Je continue mon dépouillement des recensements militaires du canton de Vouillé.
La classe 1890 correspondant aux jeunes gens nés en 1870 est en ligne sur le site ici.
La liste de tirage au sort du canton compte 123 noms d’après les numéros attribués sur les fiches matricules. Je n’ai pu retrouver que 118 noms, et j’imagine que les 5 noms manquants correspondent à des jeunes gens exemptés. Encore une vérification à faire si je vais un jour prochain aux archives à Poitiers.
Aucun des 118 jeunes hommes recensés en janvier 1891 n’est mort au combat pendant la Première guerre Mondiale. Il est malgré tout intéressant d’analyser le parcours de cette classe, qui avait 43 ans au moment de la mobilisation, et aurait dû être libérée de ses obligations militaires le 1er octobre 1917.
- D’où sont originaires les 118 jeunes gens recensés à Vouillé en janvier 1891 ?
L’article 13 de la loi du 15 juillet 1889 sur le recensement militaire précise les conditions de rattachement à une commune donnée :
Dans la plupart des cas, c’est dans la commune de résidence des parents que le recensement va avoir lieu.
Tous nos jeunes soldats en devenir sont bien recensés conformément à l’article 13, dans la commune où résident leur parents.
Le tableau ci dessus a de plus un intérêt « sociologique ».
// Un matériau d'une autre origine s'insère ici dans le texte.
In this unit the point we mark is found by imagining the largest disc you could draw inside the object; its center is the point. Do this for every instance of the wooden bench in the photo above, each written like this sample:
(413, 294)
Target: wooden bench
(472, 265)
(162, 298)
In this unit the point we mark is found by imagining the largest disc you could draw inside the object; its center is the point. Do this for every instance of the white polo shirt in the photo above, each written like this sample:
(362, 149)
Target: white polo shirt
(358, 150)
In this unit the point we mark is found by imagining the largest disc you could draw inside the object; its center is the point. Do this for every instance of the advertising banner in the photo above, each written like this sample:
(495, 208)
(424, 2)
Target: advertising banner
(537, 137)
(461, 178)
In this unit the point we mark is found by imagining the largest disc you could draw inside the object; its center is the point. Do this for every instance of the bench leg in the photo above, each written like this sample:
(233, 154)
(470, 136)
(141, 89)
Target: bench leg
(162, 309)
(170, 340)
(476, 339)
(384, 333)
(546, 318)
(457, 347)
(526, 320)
31 familles ont migré entre 1871 et 1890, puisqu’un de leur enfant est né dans une commune différente de celle où les parents résident en 1890. Cela représente un quart des familles concernées, un pourcentage supérieur à celui auquel je m’attendais. Néanmoins, une grosse partie de ces migrations se fait dans l’aire géographique élargie du canton – y compris les communes limitrophes comme Vasles, ou peu éloignées comme Curzay ou Neuville.
21 jeunes gens âgés d’à peine 20 ans n’habitent plus dans le même canton – donc a fortiori dans la même commune que leurs parents. Rappelons qu’en 1891 dans le Poitou, ils ne partent que rarement faire leurs études à l’université, c’est donc pour des raisons professionnelles qu’ils s’en vont, et parfois fort loin.
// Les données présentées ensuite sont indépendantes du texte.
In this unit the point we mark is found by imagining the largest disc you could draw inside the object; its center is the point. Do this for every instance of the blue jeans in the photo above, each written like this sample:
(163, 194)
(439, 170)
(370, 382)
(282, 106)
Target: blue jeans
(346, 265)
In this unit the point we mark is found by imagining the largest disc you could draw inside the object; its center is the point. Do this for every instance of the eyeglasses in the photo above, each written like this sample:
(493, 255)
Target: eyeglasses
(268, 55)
- Quelles sont les professions des jeunes recensés ?
Dans le tableau ci dessous, j’ai rassemblé les professions, classées plus ou moins par nature d’activité, et le niveau scolaire déterminé au moment du conseil de révision.
Trois instituteurs débutants, deux étudiants et même un étudiant en médecine, Jules Guillon, qui sera maire d’Ayron plus tard, cette classe 1890 est un bon cru au niveau de l’instruction.
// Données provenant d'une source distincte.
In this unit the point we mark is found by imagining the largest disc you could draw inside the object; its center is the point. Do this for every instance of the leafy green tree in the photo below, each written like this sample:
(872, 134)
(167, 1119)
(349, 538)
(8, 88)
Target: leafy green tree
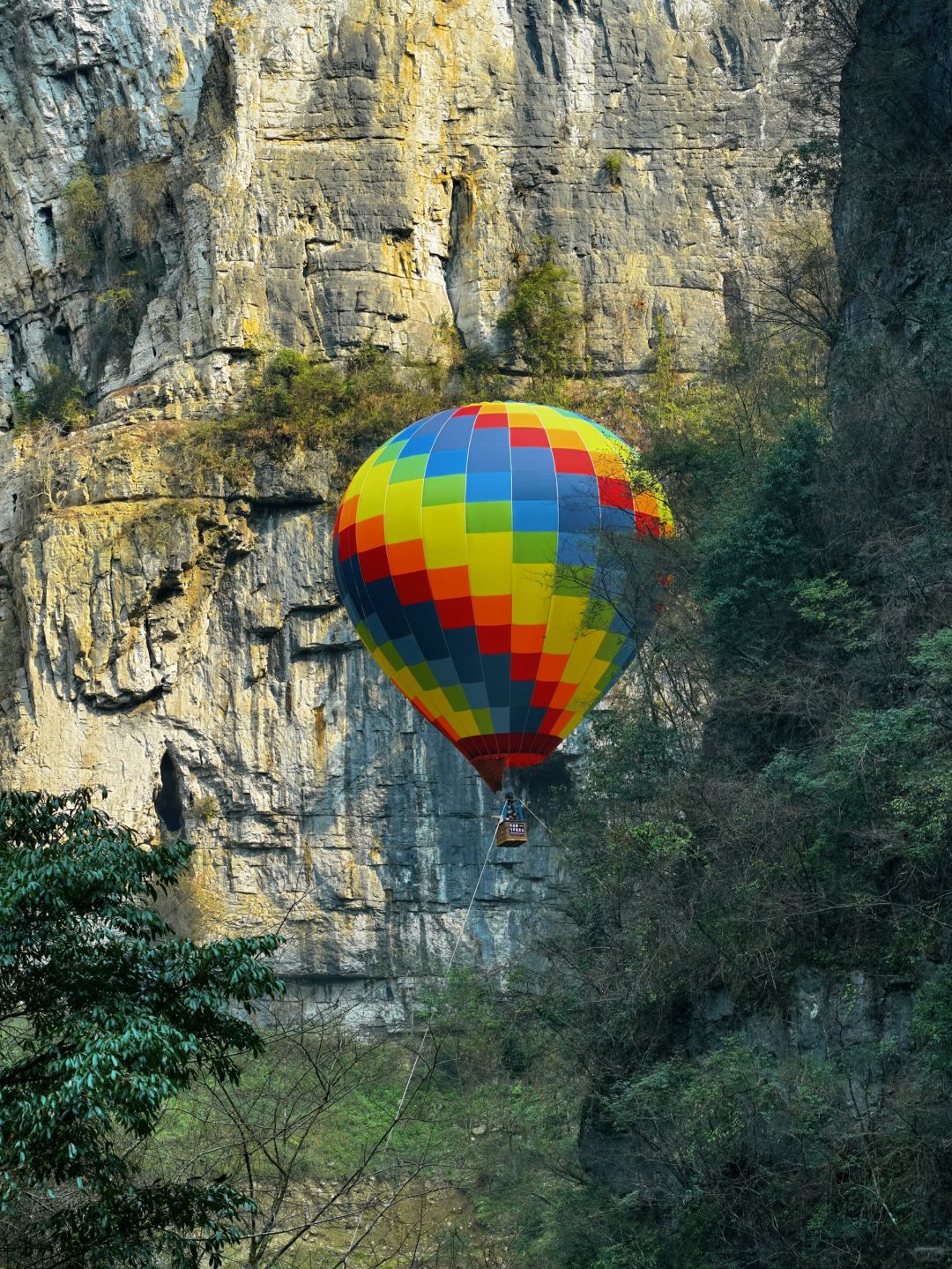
(104, 1015)
(543, 318)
Rappelons nous le niveau d’instruciton de la classe 1889 :
Si on compare avec la classe 1890, le niveau est globalement identique, malgré une différence apparente concernant les niveaux 2 et 3. Entre 85 et 90% des deux classes d’âge savent à peu près lire, écrire et compter, même si les disparités à l’intérieur de ces niveaux sont probablement très importantes.
- Quelle est la condition physique des jeunes appelés ?
La taille moyenne des 111 recrues effectivement mesurées lors du conseil de révision est de 1,64153153 m.
En janvier 1891, à l’issu du conseil de révision à Vouillé, ils sont 9 à être exemptés ou réformés. Ils n’auront donc aucune instruction militaire. Pourtant ils seront 4 à être appelés ensuite pour une durée de 3 mois à 2 ans pendant la guerre. Je doute que leur état général se soit amélioré, j’imagine qu’en 1915, date où la classe 1890 a été rappelée, le besoin en effectif avait rendu les critères de réforme plus rigoureux qu’en 1891, quand il n’y avait pas de rumeur de guerre.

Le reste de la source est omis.